Defendant argues in his brief that the former conviction of defendant of the charge of possessing the said moonshine whiskey is a lesser and included offense and is, therefore, a bar to further prosecution, *3the principle being stated in Southworth v. State, 98 Fla. 1184, 125 So. 345, which case refers to Sanford v. State, 75 Fla. 393, 78 So. 340. He also calls our attention to the precept found in State v. Bowden, 154 Fla. 511, 18 So.2d 478, 480, to wit, “If the indictment on the first trial was such that the defendant might have been convicted under it on the evidence by which the present information is sought to be sustained, the jeopardy which attached on the first trial constitutes a protection against a subsequent trial on the second charge.” These considerations, however, presuppose a proper plea of double jeopardy, containing matters of record. This court is not acquainted, nor was the court below by the motion to quash made acquainted, with the former conviction.

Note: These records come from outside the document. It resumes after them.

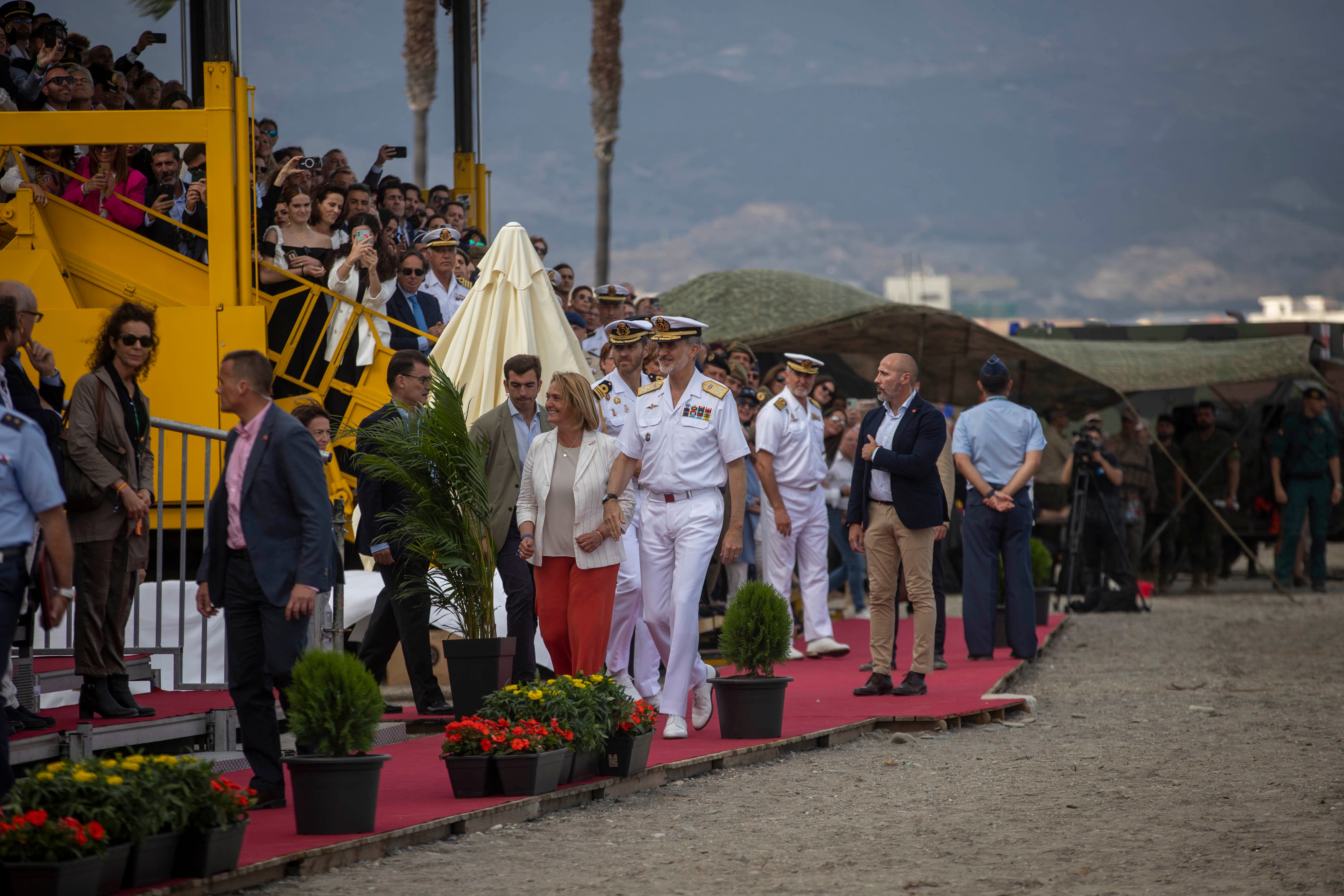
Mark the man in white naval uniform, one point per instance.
(792, 464)
(616, 395)
(687, 436)
(610, 307)
(442, 254)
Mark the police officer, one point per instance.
(30, 494)
(792, 464)
(1214, 463)
(1306, 468)
(616, 395)
(610, 300)
(998, 448)
(687, 437)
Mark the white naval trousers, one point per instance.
(628, 617)
(806, 546)
(677, 541)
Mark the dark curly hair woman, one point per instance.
(108, 507)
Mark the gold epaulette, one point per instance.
(717, 390)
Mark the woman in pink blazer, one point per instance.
(110, 180)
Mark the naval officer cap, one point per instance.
(627, 332)
(670, 330)
(612, 293)
(994, 367)
(442, 238)
(803, 365)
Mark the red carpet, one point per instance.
(416, 788)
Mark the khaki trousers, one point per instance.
(889, 545)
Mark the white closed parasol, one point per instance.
(513, 309)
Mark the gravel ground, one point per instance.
(1195, 750)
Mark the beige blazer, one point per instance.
(503, 471)
(92, 448)
(597, 455)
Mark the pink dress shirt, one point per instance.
(236, 471)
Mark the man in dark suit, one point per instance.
(896, 507)
(268, 554)
(396, 620)
(167, 195)
(510, 430)
(412, 307)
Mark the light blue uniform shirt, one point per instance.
(997, 437)
(523, 432)
(29, 483)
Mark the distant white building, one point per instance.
(1286, 308)
(919, 288)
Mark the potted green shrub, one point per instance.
(447, 524)
(335, 707)
(214, 836)
(45, 855)
(757, 635)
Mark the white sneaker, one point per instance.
(827, 648)
(627, 684)
(702, 702)
(675, 729)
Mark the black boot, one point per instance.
(95, 698)
(120, 690)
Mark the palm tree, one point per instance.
(421, 58)
(605, 81)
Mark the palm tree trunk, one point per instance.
(421, 58)
(605, 80)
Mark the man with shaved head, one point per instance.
(896, 508)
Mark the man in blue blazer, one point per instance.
(268, 554)
(413, 308)
(896, 507)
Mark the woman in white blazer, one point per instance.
(560, 516)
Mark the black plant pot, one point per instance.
(585, 766)
(335, 795)
(151, 860)
(114, 868)
(204, 854)
(476, 668)
(72, 878)
(626, 756)
(530, 774)
(1044, 594)
(474, 777)
(751, 709)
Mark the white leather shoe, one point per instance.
(702, 702)
(675, 729)
(627, 684)
(827, 648)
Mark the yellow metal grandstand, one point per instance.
(80, 265)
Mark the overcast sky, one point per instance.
(1143, 155)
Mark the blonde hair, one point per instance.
(579, 397)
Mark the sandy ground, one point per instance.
(1119, 785)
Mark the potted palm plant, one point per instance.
(335, 707)
(757, 633)
(447, 524)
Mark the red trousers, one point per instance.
(575, 613)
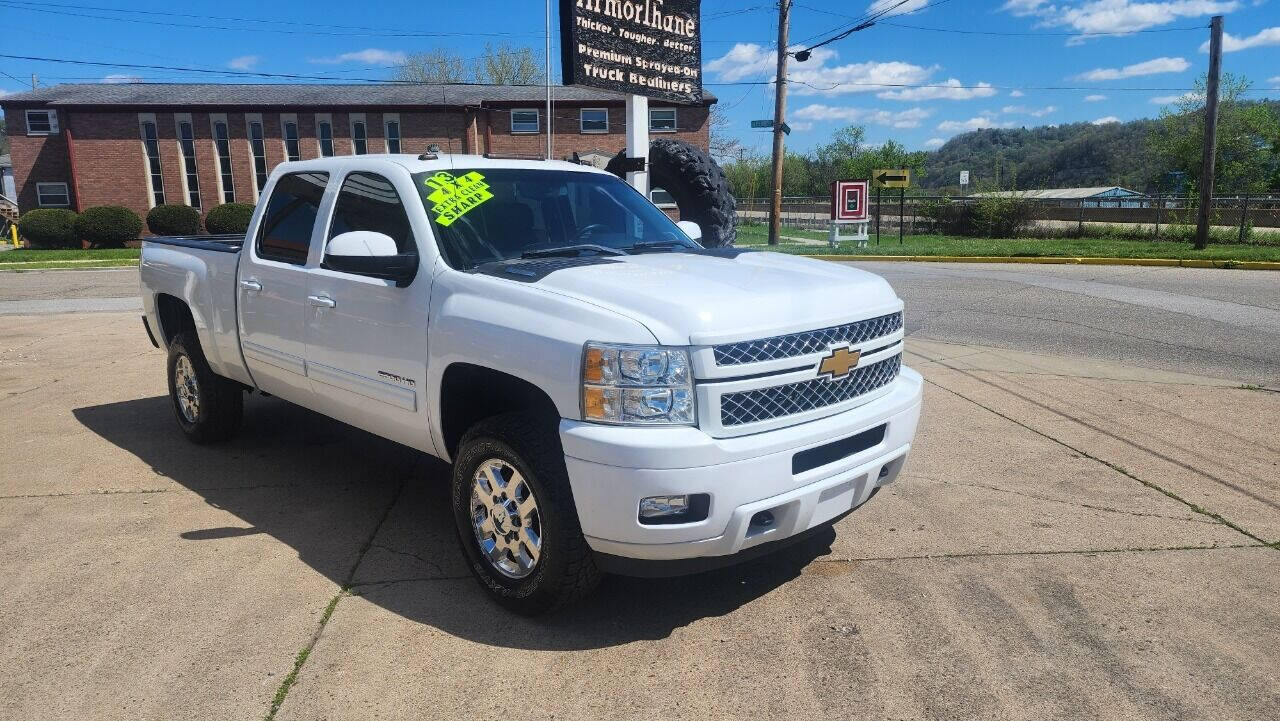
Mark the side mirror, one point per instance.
(362, 243)
(693, 229)
(366, 252)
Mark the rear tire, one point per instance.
(515, 516)
(208, 406)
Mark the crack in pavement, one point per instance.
(300, 661)
(1089, 506)
(1086, 453)
(1057, 552)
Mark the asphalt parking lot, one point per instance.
(1082, 530)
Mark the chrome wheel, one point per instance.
(504, 518)
(187, 388)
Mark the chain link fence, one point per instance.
(1144, 215)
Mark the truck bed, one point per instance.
(216, 243)
(200, 272)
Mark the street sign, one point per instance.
(892, 178)
(849, 201)
(650, 49)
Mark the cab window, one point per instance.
(289, 218)
(369, 202)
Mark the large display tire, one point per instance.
(695, 182)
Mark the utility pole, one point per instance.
(780, 109)
(1215, 69)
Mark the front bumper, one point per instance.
(612, 468)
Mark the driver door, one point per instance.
(366, 337)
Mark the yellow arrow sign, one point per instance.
(892, 178)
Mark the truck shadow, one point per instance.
(374, 515)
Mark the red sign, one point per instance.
(849, 201)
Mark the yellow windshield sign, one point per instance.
(453, 197)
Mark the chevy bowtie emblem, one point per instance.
(839, 363)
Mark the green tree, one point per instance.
(504, 64)
(1248, 138)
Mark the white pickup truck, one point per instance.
(613, 396)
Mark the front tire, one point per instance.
(515, 516)
(208, 406)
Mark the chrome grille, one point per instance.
(777, 401)
(807, 342)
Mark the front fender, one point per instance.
(519, 329)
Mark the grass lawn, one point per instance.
(1006, 247)
(23, 259)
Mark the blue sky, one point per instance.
(909, 83)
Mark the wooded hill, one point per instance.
(1052, 156)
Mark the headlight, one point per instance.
(636, 384)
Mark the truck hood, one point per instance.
(705, 299)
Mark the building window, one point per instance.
(151, 145)
(593, 121)
(524, 122)
(662, 119)
(53, 195)
(223, 146)
(291, 141)
(259, 149)
(359, 135)
(187, 144)
(41, 122)
(324, 133)
(391, 123)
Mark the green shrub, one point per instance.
(231, 218)
(108, 226)
(173, 220)
(49, 228)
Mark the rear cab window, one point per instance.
(289, 219)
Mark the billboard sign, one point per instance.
(849, 201)
(652, 48)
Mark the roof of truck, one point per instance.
(442, 162)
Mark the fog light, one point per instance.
(663, 506)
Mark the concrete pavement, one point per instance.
(1075, 535)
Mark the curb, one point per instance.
(1063, 260)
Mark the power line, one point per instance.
(1042, 33)
(348, 32)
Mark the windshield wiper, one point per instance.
(571, 250)
(658, 245)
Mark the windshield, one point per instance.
(493, 214)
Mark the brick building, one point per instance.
(142, 145)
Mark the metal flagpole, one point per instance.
(547, 69)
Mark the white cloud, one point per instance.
(908, 7)
(819, 76)
(970, 124)
(1116, 16)
(1230, 42)
(243, 62)
(1024, 110)
(909, 118)
(950, 90)
(370, 55)
(1152, 67)
(1174, 99)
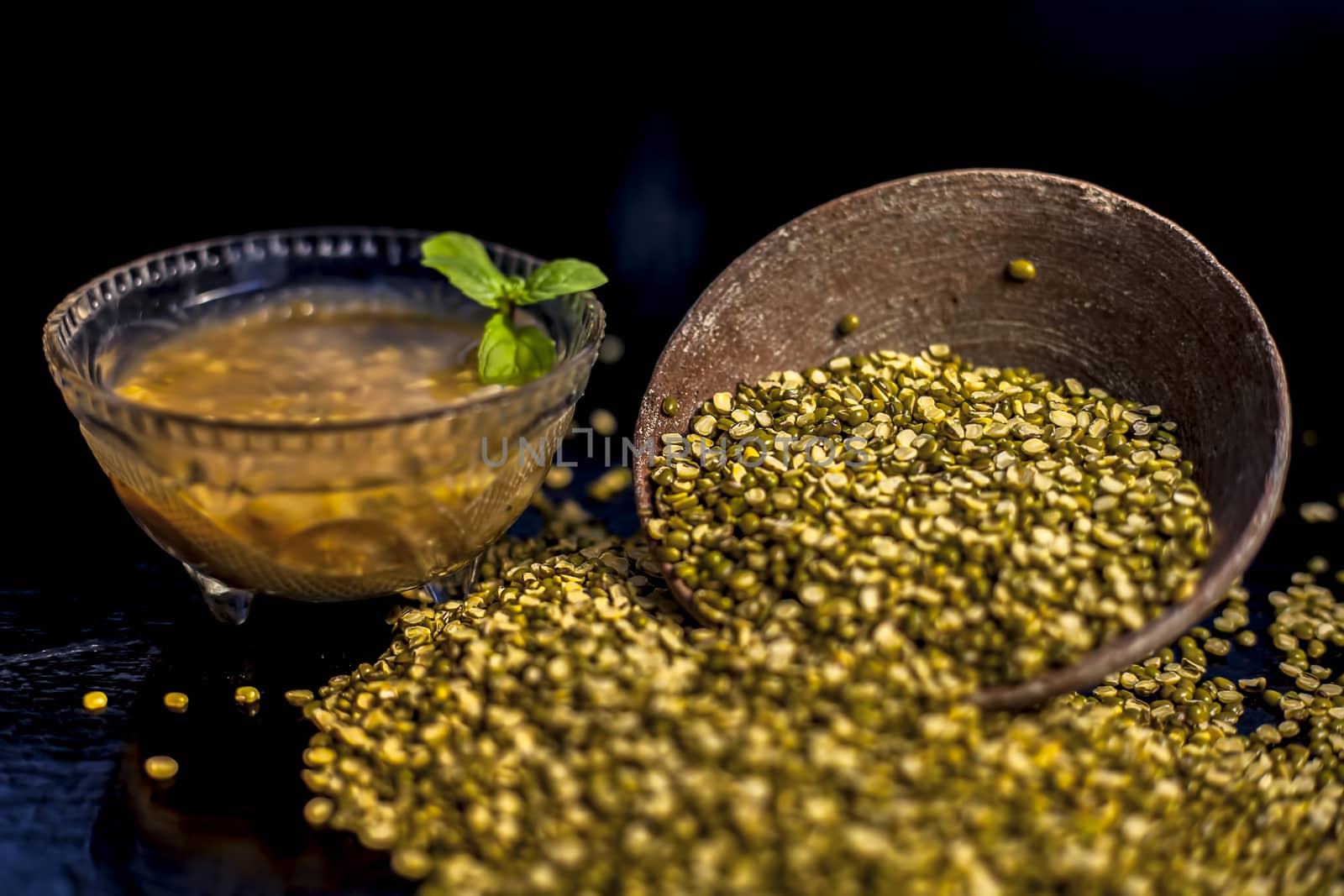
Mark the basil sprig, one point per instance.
(508, 355)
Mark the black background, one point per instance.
(662, 161)
(659, 159)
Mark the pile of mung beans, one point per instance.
(569, 728)
(1003, 521)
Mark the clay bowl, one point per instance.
(1124, 300)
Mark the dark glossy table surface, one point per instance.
(77, 815)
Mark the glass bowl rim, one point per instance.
(66, 374)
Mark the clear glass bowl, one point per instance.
(320, 512)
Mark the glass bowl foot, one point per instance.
(225, 602)
(454, 586)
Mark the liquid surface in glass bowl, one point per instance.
(308, 362)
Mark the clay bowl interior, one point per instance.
(1124, 298)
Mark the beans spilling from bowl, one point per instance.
(566, 728)
(1003, 521)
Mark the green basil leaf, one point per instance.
(562, 277)
(467, 265)
(510, 355)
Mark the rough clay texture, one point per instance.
(1124, 298)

Upon the matter of the sufficiency of the evidence, it is remembered that it was stipulated between counsel that the testimony taken in the former case would be considered as the testimony in the case before the court, with the further stipulation that the liquor involved in the former case did not have affixed to it the state excise liquor stamps, and that the same liquor was also deposited or concealed. The evidence was that a deputy sheriff, who knew the defendant, went to' his place of residence to execute a search warrant. It was served on defendant’s wife, the defendant not being at home. A search revealed a trap inside the back door, in which was found twenty eight full five-gallon jugs of whiskey, one five-gallon jug with approximately one and a half gallons in it, seven gallons of whiskey in one-gallon jugs, and one half of a gallon of whiskey in a one-half gallon jug, the same being moonshine whiskey. The occupant told the witness that she was the defendant’s wife and gave him her given name. At the conclusion of the evidence defendant’s counsel stated that he was not going to introduce evidence that it was not moonshine whiskey, nor was he going to make any point as to whether defendant was taken into custody. There was no cross-examination of the officer, or evidence given on behalf of the defendant.

Coupled with the stipulations of counsel, there was sufficient evidence to find the defendant guilty under the charges. Reynolds v. State, 92 Fla. 1038, 111 So. 285.

Affirmed.

DREW, C. J., and TERRELL • and THORNAL, JJ., concur.